HIS 755 - Deaf Women's History (3)

Examining the intersection of women's history and Deaf history, this course offers a close and comprehensive study of a minority within a minority: Deaf women. Students will be introduced to recent scholarship that directly examines this topic, as well as vital works from related fields in history and other disciplines. As a graduate-level course, this class emphases comparative studies and multidisciplinary interpretations, honing students' analytical skills. Moreover, it will incorporate hands-on work with primary sources to promote independent research in history and related disciplines. Ultimately, this focused study of identity challenges students to reconsider traditional notions of history, gender, disability, cultural Deafness, beauty, normalcy/ability, citizenship, and status.

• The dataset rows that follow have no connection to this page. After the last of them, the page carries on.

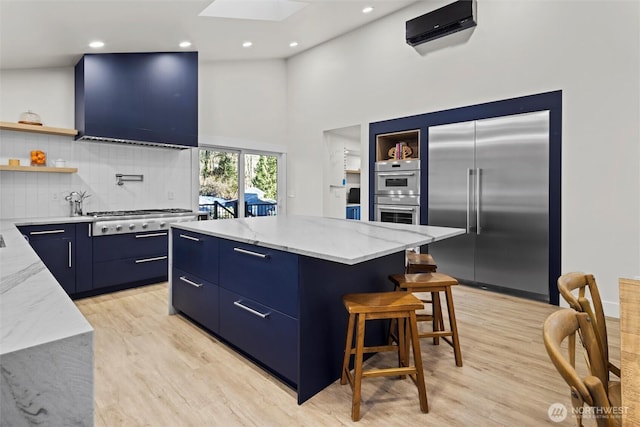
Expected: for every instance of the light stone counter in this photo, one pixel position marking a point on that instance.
(46, 345)
(344, 241)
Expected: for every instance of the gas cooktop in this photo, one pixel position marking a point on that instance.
(120, 222)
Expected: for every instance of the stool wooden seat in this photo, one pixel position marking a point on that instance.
(434, 283)
(420, 263)
(382, 305)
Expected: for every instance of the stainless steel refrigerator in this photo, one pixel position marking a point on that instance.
(491, 177)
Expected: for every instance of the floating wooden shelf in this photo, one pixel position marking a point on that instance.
(37, 129)
(37, 169)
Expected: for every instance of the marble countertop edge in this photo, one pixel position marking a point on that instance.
(343, 241)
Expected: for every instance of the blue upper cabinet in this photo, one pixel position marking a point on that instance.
(142, 98)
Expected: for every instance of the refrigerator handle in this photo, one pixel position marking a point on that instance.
(478, 175)
(469, 178)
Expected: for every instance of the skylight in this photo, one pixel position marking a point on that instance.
(262, 10)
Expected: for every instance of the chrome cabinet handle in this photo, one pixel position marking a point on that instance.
(185, 280)
(142, 236)
(255, 254)
(478, 175)
(387, 208)
(251, 310)
(158, 258)
(469, 178)
(34, 233)
(396, 173)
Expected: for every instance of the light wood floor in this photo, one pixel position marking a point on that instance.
(152, 369)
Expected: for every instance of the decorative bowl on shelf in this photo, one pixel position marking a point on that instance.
(30, 118)
(38, 158)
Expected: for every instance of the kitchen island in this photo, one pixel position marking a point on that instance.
(271, 287)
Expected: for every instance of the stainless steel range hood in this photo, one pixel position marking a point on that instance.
(106, 139)
(146, 99)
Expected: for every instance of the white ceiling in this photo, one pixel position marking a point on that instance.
(55, 33)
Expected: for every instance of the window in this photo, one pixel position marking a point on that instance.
(227, 177)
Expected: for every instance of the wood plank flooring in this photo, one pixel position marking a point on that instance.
(152, 369)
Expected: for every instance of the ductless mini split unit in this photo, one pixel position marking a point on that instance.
(441, 22)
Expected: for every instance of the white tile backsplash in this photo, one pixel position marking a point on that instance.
(27, 195)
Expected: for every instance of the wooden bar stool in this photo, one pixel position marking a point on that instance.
(382, 305)
(420, 263)
(434, 283)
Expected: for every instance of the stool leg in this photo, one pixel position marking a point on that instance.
(436, 311)
(347, 350)
(454, 327)
(417, 361)
(357, 382)
(403, 345)
(393, 335)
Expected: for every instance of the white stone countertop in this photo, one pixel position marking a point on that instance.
(34, 309)
(339, 240)
(49, 220)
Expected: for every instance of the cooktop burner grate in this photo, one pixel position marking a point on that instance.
(138, 212)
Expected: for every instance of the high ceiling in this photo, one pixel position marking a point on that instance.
(55, 33)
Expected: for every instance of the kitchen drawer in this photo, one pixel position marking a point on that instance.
(265, 275)
(196, 298)
(130, 270)
(265, 334)
(48, 231)
(130, 245)
(196, 254)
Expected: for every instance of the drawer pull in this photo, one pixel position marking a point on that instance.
(35, 233)
(246, 252)
(185, 280)
(142, 236)
(250, 310)
(158, 258)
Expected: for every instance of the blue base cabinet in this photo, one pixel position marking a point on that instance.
(130, 258)
(267, 335)
(66, 251)
(284, 311)
(353, 212)
(197, 298)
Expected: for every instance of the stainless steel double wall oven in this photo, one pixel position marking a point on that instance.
(397, 191)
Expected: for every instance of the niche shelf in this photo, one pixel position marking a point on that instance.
(21, 127)
(37, 169)
(386, 142)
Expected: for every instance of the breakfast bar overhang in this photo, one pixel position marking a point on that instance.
(271, 287)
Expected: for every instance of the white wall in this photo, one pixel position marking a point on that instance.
(243, 100)
(517, 49)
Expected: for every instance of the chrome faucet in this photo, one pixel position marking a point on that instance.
(75, 200)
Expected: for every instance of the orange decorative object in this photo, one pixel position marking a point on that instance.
(38, 158)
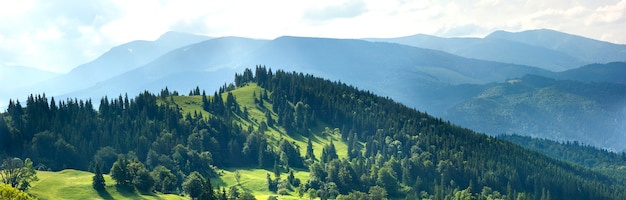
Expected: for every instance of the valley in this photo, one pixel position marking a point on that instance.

Prerequisite: HIS 731 or by permission of the instructor.

HIS 787 - Introduction To Historical Methods and Research (3)

This course is designed to provide students with an opportunity to practice collecting, interpreting, and presenting data according to acceptable standards of method and style. Through focused discussions of the nature and problems of the discipline of history and specific challenges in Deaf history, students will gain confidence and skill in "doing" and assessing Deaf history. Because this course also examines the interaction between historical techniques and those of related disciplines, students with varied backgrounds and interests will improve their critical thinking and research skills.

Prerequisite: HIS 731 or by permission of the instructor.

HIS 793 - History Research Project I (3)

This course allows advanced students to focus on individualized research projects. Building on foundations in history, students in this course will produce original work drawn heavily from primary sources. Projects will demonstrate a strong understanding of historical methods, and the ability to apply critical thinking and advanced research skills. The research, analysis, and writing require an amount of time equivalent to three-credit hours per semester, for a maximum of six credit hours.

Prerequisite: HIS 731 or by permission of the instructor.

HIS 794 - History Research Project II (3)

This course allows advanced students to focus on individualized research projects. Building on foundations in history, students in this course will produce original work drawn heavily from primary sources. Projects will demonstrate a strong understanding of historical methods, and the ability to apply critical thinking and advanced research skills. The research, analysis, and writing require an amount of time equivalent to three-credit hours per semester, for a maximum of six credit hours.

Prerequisite: HIS 731 or by permission of the instructor.

HIS 795 - Special Topics in History (1-3)

Grading System: letter grades only.

HIS 799 - Independent Study (1-3)

Independent studies enable advanced study of a topic, of interest to the student and the faculty member, not covered in the curriculum. Independent studies should not substitute for required courses, although exceptions may be considered on a case-by- case basis.Note: A Registrar’s Office Graduate Student Independent Study Form (http://www.gallaudet.edu/registrars_office/forms.html) and syllabus must be submitted to the Registrar’s Office before the add/drop period ends to register for an Independent Study

Prerequisite: Appropriate level of matriculation, permission of instructor and Special Independent Study Form.